5/15/2006

Diario de Salomon Tauber


Me llamo Salomon Tauber, soy judío y voy a morir. He decidido poner fin a mi vida, porque ésta no tiene ya valor para mí, y no me queda nada que hacer en este mundo. Todo lo que he intentado se ha malogrado, y mis esfuerzos siempre han sido estériles. Porque el mal que yo he visto sobrevive y triunfa, y el bien se ha perdido entre el polvo y el escarnio. Mis amigos, los que sufrieron, las víctimas, todos han muerto, y los verdugos, por el contrario, andan alrededor de mí. De día veo sus rostros en la calle y por la noche contemplo el rostro de Esther, mi esposa, muerta hace mucho tiempo. He seguido viviendo, porque quería hacer una cosa, ver una cosa; pero ahora sé que no podré.
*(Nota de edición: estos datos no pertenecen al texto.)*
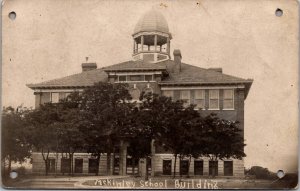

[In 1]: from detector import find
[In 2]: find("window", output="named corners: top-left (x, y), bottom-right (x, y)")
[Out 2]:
top-left (89, 159), bottom-right (99, 173)
top-left (195, 90), bottom-right (205, 109)
top-left (51, 93), bottom-right (59, 103)
top-left (163, 160), bottom-right (172, 175)
top-left (194, 160), bottom-right (203, 175)
top-left (129, 88), bottom-right (141, 100)
top-left (223, 90), bottom-right (234, 109)
top-left (75, 159), bottom-right (83, 173)
top-left (209, 90), bottom-right (219, 109)
top-left (119, 76), bottom-right (126, 82)
top-left (209, 161), bottom-right (218, 176)
top-left (65, 92), bottom-right (71, 98)
top-left (163, 90), bottom-right (173, 97)
top-left (224, 161), bottom-right (233, 176)
top-left (47, 159), bottom-right (55, 173)
top-left (60, 158), bottom-right (71, 173)
top-left (145, 75), bottom-right (153, 81)
top-left (180, 90), bottom-right (190, 107)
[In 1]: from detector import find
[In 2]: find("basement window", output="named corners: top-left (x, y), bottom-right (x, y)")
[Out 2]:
top-left (51, 93), bottom-right (59, 103)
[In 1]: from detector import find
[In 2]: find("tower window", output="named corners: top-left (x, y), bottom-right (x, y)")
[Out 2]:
top-left (163, 90), bottom-right (173, 98)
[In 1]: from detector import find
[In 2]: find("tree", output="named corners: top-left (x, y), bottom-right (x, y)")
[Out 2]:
top-left (1, 107), bottom-right (31, 174)
top-left (25, 103), bottom-right (60, 176)
top-left (80, 82), bottom-right (134, 174)
top-left (138, 93), bottom-right (201, 177)
top-left (56, 92), bottom-right (84, 175)
top-left (202, 113), bottom-right (246, 177)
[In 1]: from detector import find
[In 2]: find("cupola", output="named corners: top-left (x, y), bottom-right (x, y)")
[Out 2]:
top-left (132, 9), bottom-right (172, 63)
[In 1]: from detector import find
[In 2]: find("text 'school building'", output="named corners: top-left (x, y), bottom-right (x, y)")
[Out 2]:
top-left (28, 10), bottom-right (252, 176)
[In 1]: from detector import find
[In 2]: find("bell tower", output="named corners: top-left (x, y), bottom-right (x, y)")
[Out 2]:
top-left (132, 9), bottom-right (172, 63)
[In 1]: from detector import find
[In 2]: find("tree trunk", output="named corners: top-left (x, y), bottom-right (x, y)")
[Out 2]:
top-left (145, 157), bottom-right (149, 181)
top-left (106, 149), bottom-right (111, 175)
top-left (106, 138), bottom-right (112, 175)
top-left (187, 156), bottom-right (192, 178)
top-left (131, 157), bottom-right (135, 176)
top-left (179, 155), bottom-right (182, 180)
top-left (70, 153), bottom-right (74, 176)
top-left (173, 154), bottom-right (177, 178)
top-left (42, 149), bottom-right (50, 176)
top-left (96, 154), bottom-right (100, 176)
top-left (44, 159), bottom-right (48, 176)
top-left (7, 155), bottom-right (11, 174)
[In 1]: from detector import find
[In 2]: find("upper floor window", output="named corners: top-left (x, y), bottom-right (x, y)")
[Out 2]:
top-left (129, 88), bottom-right (141, 100)
top-left (223, 89), bottom-right (234, 109)
top-left (163, 90), bottom-right (173, 98)
top-left (51, 93), bottom-right (59, 103)
top-left (194, 90), bottom-right (205, 109)
top-left (180, 90), bottom-right (190, 107)
top-left (145, 75), bottom-right (153, 81)
top-left (209, 90), bottom-right (219, 109)
top-left (119, 76), bottom-right (126, 82)
top-left (118, 74), bottom-right (153, 82)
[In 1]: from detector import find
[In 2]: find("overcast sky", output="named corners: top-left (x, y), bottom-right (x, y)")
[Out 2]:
top-left (2, 0), bottom-right (298, 171)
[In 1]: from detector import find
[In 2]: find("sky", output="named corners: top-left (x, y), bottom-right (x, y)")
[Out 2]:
top-left (2, 0), bottom-right (299, 172)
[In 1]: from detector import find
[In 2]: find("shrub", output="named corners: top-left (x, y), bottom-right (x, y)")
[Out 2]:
top-left (245, 166), bottom-right (277, 179)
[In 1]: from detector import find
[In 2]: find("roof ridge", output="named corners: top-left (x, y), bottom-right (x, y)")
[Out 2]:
top-left (181, 62), bottom-right (247, 80)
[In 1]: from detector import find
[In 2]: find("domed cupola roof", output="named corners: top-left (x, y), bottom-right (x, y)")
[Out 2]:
top-left (134, 9), bottom-right (170, 34)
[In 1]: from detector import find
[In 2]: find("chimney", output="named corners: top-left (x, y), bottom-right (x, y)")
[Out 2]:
top-left (173, 49), bottom-right (182, 73)
top-left (81, 63), bottom-right (97, 72)
top-left (208, 68), bottom-right (222, 74)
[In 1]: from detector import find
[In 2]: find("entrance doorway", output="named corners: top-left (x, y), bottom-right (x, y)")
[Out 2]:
top-left (163, 160), bottom-right (172, 175)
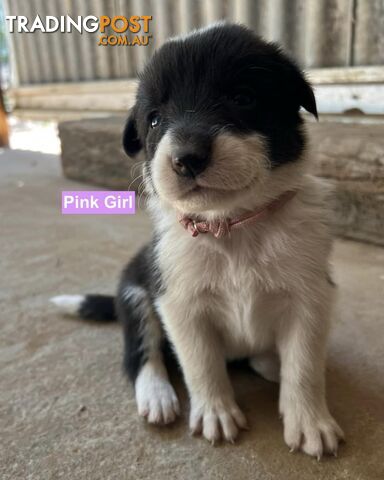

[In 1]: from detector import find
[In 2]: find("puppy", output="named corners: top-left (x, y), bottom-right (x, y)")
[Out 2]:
top-left (53, 24), bottom-right (343, 458)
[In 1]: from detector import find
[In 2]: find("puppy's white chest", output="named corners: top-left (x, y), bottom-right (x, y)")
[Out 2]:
top-left (213, 253), bottom-right (277, 358)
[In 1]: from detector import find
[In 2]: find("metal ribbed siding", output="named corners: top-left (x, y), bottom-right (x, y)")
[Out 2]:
top-left (5, 0), bottom-right (384, 85)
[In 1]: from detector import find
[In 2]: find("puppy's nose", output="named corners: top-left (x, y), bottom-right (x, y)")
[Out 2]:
top-left (172, 153), bottom-right (208, 178)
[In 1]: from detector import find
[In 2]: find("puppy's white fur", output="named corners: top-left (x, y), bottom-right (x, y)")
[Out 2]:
top-left (149, 130), bottom-right (343, 457)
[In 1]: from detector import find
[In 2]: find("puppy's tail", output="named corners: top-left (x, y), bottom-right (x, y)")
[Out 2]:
top-left (50, 295), bottom-right (117, 322)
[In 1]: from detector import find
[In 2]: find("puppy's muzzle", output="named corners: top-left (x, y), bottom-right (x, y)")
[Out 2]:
top-left (171, 127), bottom-right (212, 178)
top-left (172, 153), bottom-right (208, 178)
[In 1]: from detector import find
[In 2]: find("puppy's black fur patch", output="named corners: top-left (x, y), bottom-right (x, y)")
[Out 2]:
top-left (123, 24), bottom-right (317, 172)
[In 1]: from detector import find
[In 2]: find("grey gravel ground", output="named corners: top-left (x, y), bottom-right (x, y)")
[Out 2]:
top-left (0, 151), bottom-right (384, 480)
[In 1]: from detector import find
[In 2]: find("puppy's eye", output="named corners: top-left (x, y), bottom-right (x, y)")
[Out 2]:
top-left (149, 112), bottom-right (161, 128)
top-left (229, 88), bottom-right (254, 107)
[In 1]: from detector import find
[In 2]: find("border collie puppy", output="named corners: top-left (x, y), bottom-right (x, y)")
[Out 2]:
top-left (53, 23), bottom-right (343, 458)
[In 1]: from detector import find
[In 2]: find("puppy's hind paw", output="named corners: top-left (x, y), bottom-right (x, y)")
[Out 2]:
top-left (284, 406), bottom-right (344, 460)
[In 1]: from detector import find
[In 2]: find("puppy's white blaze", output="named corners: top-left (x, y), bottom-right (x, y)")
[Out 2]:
top-left (49, 295), bottom-right (85, 315)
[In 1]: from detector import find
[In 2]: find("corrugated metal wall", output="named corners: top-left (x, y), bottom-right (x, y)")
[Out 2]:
top-left (5, 0), bottom-right (384, 85)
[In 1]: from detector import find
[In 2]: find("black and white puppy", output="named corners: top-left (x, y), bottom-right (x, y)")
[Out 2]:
top-left (54, 24), bottom-right (343, 457)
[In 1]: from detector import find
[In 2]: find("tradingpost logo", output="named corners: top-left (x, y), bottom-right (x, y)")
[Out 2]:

No abrigo odio ni rencor hacia los alemanes, que son un buen pueblo. Los pueblos no son malos, sólo son malos los individuos.
Burke, el filósofo inglés, tenía razón al decir: “No conozco el modo de formular una acusación contra todo un pueblo”. La culpa colectiva no existe, pues la Biblia cuenta que cuando el Señor quiso destruir a Sodoma y Gomorra por la maldad de sus habitantes, como quiera que entre ellos vivía un justo, antes hizo que se salvara el justo. Por tanto, la culpa es individual, como la salvación.
Cuando salí de los campos de concentración de Riga y Stutthof, cuando sobreviví a la “ Marcha de la Muerte” hasta Magdeburgo, donde, en abril de 1945, fue liberado mi cuerpo mientras mi alma seguía cautiva, yo odiaba al mundo. Odiaba a la gente, odiaba a los árboles y a las piedras, porque habían conspirado contra mí y me habían hecho sufrir. Y, más que nada, odiaba a los alemanes. Y seguía preguntándome, como me había preguntado durante los cuatro años precedentes, porque el Señor no los aniquilaba a todos, hombres, mujeres y niños y destruía sus ciudades y sus casas para siempre. Y como El no me escuchaba, también lo odiaba a Él y clamaba que me había abandonado a mí y a mi pueblo, al que hizo creer que era su pueblo elegido. Incluso llegué a decir que El no existía.
Pero con los años, he aprendido otra ves a amar; amar a las piedras y a los árboles, al cielo y al río que pasa por la ciudad, amar a los perros y a los gatos extraviados, amar a las hierbas que crece entre los adoquines y amar a los niños, que, al verme tan feo, echan a correr, asustados. Ellos no tienen la culpa. Hay un adagio francés que dice: “Comprenderlo todo es perdonarlo todo”. Cuando uno puede comprender a la gente, su credibilidad y su miedo, su codicia y su afán de poder, su ignorancia y su docilidad hacia el que más grita, uno puede perdonar. Sí, uno puede perdonar incluso lo que hicieron. Pero olvidar no puede.
Hay hombres cuyos crímenes están más allá de toda comprensión y, por tanto, de todo perdón. Y aquí lo malo. Porque esos hombres siguen viviendo entre nosotros, andan por las ciudades, trabajan en las oficinas, comen en las cantinas, sonríen, estrechan manos y llaman Kamerad a hombres decentes. Y que ellos, en lugar de vivir apartados de la sociedad, estén considerados como ciudadanos respetables y envilezcan a toda una nación con su maldad individual, eso es lo malo. Y en esto hemos fracasado vosotros y yo, hemos fracasado todos, y fracasado de forma miserable.
Ultimamente, con el tiempo, he vuelto a amar al Señor, y le he pedido perdón por las veces que he obrado en contra de su Ley, que son muchas.